St. George’s and the City of Kelowna were both officially founded in 1905, and since that time, fire has impacted or destroyed Masonic Halls four times.
The first St. George’s Lodge was a ‘Moon Lodge’ with meetings only held on a full moon, when the night sky allowed enough vision to travel. St. George’s Lodge rented various locations over the years before building a Masonic Hall in 1951, which they sold before purchasing their current facility.
St. George’s Lodge not only shares its birth year with the City of Kelowna, but has clearly held significant influence with the town’s history and growth. A plethora of streets, buildings and key community facilities share the names of former members - such as: Raymer, Sutherland, Day, David Lloyd-Jones, Knox, DeHart and Meikle.
Over the years, nine mayors, forty-nine councilors, four Freemen, and a former Premier of British Columbia, W.A.C. Bennett, have joined the brotherhood. Several Masonic organizations make St. George’s Lodge their home, including Prince Charles Lodge No. 153, the Order of the Eastern Star Chapter 62, Chapter No. 17 of the Royal Arch Masons, the Okanagan Preceptory of Knights Templar No. 72, and the Kelowna Shriners Club No. 15. St. George’s, at one time, was the meeting place for a local chapter of Job’s Daughters, and the Order of DeMolay.
St. George’s was honoured to host the 125th Grand Lodge Communication in 1996. While the pandemic has impacted the current Lodge it remains strong and united and continues as best it can with our community caring and sharing, operating the very popular Cancer Car campaign and the good work of Shriners.
Institution and Constitution
The Ceremony of Institution for Prince Charles Lodge No. 153 was performed on April 25, 1953, in the old St George’s Lodge on the site of what is now the Safeway Parking lot on Bernard Avenue. The ceremony was conducted by Grand Master, Most Worshipful Brother Laurence Healy. Worshipful Brother John Smith was inducted as the first Worshipful Master and Worshipful Brother Ross Oatman the first Immediate Past Master. In all, 41 Brethren were inducted as founding members. Sixteen months later the Lodge was constituted as Prince Charles Lodge No. 153 on the Register of the Grand Lodge of British Columbia. The Ceremony of Constitution and Consecration took place on September 4, 1954. At the Constitution and Consecration, 52 Brethren became charter members of the Lodge.

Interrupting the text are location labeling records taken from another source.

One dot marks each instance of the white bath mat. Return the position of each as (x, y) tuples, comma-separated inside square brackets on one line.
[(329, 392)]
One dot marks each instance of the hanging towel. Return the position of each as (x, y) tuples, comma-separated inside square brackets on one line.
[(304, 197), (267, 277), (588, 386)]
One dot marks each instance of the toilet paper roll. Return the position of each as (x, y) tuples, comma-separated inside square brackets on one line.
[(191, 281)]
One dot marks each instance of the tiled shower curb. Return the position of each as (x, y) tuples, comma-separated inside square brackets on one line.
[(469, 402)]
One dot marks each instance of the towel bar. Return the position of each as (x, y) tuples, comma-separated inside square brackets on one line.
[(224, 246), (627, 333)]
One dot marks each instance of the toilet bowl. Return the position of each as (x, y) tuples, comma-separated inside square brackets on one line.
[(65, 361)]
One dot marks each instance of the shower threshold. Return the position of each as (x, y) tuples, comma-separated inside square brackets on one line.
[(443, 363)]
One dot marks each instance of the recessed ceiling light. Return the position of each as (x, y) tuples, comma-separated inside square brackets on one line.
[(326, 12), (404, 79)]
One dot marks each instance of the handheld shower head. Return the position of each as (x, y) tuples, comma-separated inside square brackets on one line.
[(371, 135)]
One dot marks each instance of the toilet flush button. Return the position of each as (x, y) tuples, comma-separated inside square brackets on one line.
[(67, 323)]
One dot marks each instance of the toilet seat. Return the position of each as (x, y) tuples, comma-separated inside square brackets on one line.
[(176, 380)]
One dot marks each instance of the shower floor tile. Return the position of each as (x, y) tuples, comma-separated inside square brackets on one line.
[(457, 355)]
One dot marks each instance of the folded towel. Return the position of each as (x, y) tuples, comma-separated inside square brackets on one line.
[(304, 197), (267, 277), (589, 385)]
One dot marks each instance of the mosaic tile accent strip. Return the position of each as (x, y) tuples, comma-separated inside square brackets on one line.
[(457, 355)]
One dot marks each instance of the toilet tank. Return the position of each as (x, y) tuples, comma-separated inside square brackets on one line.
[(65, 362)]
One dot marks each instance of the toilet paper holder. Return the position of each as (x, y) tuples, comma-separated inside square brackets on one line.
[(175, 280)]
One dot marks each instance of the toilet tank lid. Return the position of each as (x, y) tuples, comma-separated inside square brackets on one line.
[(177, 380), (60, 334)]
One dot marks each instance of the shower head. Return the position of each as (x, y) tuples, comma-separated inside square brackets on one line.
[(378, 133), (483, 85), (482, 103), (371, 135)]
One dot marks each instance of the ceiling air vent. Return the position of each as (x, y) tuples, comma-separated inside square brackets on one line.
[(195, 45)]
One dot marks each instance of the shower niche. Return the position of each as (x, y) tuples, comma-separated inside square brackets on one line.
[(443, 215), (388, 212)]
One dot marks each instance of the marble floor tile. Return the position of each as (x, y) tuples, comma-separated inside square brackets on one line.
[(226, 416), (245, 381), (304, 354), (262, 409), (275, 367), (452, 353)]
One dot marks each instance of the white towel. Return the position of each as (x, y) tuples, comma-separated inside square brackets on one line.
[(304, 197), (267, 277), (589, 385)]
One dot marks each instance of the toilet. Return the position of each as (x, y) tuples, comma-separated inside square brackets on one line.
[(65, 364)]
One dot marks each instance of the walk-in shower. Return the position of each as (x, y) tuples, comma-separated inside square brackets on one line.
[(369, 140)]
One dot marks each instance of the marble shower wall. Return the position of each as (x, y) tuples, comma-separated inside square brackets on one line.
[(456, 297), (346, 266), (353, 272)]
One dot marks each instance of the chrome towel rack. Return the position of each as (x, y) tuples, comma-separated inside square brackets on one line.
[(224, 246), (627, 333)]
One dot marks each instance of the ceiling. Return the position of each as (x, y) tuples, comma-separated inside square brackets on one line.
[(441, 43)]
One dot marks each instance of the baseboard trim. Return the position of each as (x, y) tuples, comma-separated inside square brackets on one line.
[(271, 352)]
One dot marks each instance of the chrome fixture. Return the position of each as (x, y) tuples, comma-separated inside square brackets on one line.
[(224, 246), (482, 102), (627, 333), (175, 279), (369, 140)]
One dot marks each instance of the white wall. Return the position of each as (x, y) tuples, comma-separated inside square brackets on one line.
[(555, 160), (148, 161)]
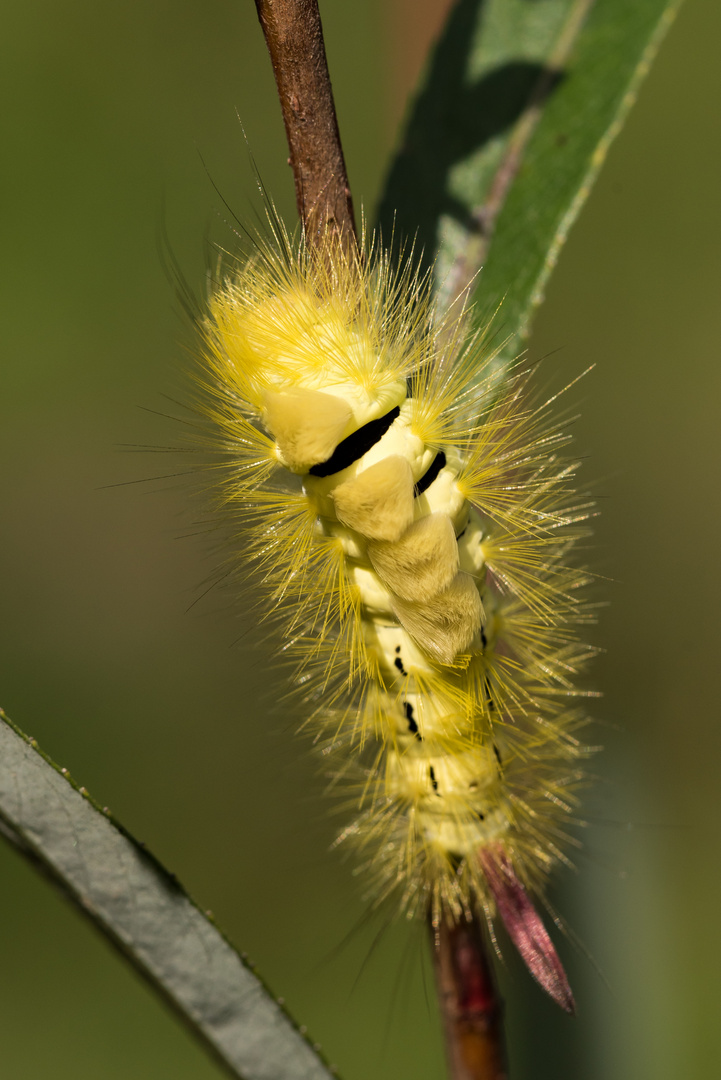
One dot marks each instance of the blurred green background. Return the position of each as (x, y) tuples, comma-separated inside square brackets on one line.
[(168, 714)]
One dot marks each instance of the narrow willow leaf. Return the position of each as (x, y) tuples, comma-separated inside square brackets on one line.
[(520, 102), (134, 901)]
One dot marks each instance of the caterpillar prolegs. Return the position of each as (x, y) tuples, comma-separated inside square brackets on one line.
[(420, 570)]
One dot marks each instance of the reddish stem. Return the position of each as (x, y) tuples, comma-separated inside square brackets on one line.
[(470, 1006)]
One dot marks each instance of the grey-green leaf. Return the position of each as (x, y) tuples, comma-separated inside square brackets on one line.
[(520, 102), (145, 912)]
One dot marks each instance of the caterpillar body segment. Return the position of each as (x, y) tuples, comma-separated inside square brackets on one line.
[(421, 574)]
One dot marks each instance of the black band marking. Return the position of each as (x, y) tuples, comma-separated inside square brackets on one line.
[(355, 445), (430, 474)]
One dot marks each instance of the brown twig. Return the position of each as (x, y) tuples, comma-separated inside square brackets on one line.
[(294, 36), (470, 1007)]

Some years prior to 1953, a number of Freemasons in the Kelowna area had discussed and planned the formation of a new Lodge to practice the Ancient Ritual. In 1952, a meeting was held in the Milky Way Restaurant on Bernard Avenue to formulate final plans. The minutes of that meeting still exist, to show that the Brethren elected Worshipful Brother John Smith as the first Worshipful Master “for the time being” of the proposed Lodge. Worshipful Brother Smith would later become a District Deputy Grand Master. Worshipful Brother E. Ross Oatman was elected as Secretary.
Early on, it was decided that the new Lodge would perform Lodge work in the Ancient Ritual, also known in this jurisdiction as American Ritual. Our sister Lodge, St. Georges No. 41, practiced the Canadian Ritual, thus it was felt that by adopting the Ancient Ritual, we would introduce the Brethren of Kelowna to an interesting alternative.
Prince Charles Lodge continues on with the practices, ritual and ceremonies envisioned by those early Brothers. We meet on the second Monday of the Month, with emergent meetings on the fourth Monday at 7:30 pm. The Lodge is closed, or in darkness, for the months of August and September. Annually, in June, we hold an outdoor meeting, at which guests are always welcomed.
For several years, Prince Charles Lodge held fraternal visits to the United States, first with Omak Lodge, then later with William H. Jet Lodge in Wenatchee. As of this date, our membership stands at 49 officers and Brethren, with Worshipful Master Derek Miller sitting in the East.